Lucien Hervé

Lucien Hervé (1910-2007) is considered to be one of the great architectural photographers of the 20th century.  He collaborated with Le Corbusier from 1949 until the architect’s death in 1965, developping a great rapport. Le Corbusier even once pronounced Hervé to have 'the soul of an architect.' In 1949, Hervé travelled from Paris to Marseille to see Le Corbusier’s recently designed housing complex, Unité d'Habitation. Awed by the groundbreaking modern design, Hervé took 650 photographs of it in a single day and it was from then onwards they worked closely with one another.


Through light and shadow, he defined the dialogue between substance and form.
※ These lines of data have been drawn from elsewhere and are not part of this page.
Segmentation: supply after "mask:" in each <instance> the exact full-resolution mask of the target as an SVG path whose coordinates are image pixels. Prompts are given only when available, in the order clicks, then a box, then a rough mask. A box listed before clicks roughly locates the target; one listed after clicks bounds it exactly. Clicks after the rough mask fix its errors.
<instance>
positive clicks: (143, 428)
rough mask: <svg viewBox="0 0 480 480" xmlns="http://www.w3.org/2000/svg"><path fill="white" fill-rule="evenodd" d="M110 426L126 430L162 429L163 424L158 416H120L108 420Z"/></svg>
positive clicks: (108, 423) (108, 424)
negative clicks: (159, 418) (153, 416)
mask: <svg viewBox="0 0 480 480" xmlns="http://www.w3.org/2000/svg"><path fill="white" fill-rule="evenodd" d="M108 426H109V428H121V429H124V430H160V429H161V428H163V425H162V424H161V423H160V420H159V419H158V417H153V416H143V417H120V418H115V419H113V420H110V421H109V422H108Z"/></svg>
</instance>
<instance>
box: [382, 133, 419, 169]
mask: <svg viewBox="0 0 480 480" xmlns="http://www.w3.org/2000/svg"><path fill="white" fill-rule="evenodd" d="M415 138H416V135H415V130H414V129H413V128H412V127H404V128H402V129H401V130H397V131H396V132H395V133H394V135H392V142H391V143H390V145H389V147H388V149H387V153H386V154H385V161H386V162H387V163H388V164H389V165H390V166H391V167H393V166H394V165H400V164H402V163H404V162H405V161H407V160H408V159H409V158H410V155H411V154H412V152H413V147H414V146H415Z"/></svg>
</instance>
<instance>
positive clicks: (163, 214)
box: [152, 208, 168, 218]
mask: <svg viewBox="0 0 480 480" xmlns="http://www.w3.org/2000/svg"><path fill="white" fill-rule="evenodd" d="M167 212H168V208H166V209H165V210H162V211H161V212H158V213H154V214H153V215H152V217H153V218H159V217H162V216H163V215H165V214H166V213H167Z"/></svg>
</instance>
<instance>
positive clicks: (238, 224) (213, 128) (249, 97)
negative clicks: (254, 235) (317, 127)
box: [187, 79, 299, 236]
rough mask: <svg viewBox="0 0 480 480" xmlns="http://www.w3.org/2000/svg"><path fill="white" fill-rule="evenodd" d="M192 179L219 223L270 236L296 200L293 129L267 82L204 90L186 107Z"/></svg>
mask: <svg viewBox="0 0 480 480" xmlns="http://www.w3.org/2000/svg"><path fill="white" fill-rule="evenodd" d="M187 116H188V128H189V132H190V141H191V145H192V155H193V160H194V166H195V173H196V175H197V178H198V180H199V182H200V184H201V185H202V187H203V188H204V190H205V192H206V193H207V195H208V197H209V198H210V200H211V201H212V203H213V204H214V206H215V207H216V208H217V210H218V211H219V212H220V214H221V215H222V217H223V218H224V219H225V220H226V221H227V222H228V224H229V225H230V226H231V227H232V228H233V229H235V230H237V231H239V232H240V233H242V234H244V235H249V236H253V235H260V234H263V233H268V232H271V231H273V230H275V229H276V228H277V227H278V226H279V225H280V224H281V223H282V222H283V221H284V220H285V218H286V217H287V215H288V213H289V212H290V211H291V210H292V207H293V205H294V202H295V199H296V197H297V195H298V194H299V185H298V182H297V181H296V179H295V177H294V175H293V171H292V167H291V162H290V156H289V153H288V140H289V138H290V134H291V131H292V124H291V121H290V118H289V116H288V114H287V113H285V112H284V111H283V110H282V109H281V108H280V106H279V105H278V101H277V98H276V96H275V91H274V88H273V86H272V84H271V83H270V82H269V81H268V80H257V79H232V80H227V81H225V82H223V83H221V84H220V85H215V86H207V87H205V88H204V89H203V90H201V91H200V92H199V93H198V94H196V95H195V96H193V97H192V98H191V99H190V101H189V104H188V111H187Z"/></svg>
By delineating a strong contrast between the light and shadows in his subject as well as placing emphasis on building details, Hervé was able to communicate the depth of a room, the surface of a wall, or the strength of a building's framework.


Born 1910 in Hungary, Hervé (born László Elkán) moved to Paris at the age of 19 and earned French citizenship in 1938. During World War II, he was captured by the Germans, escaped and became a member of the French Resistance under the name of Lucien Hervé, which he kept thereafter. After the war he left politics behind to write for art journals. It was one of his editors, in fact, who suggested he visit Unité d’Habitation. Hervé began experimenting with photography, over or underexposing images and often severely cropping them to attain unusual compositions following the work of avant-garde artists such as Piet MondrianLászló Moholy-Nagyand Alexander Rodchenko.



"Hervé approached his subjects seeking not only to document the buildings he was commissioned to photograph but also, especially, to convey a sense of space, texture, and structure."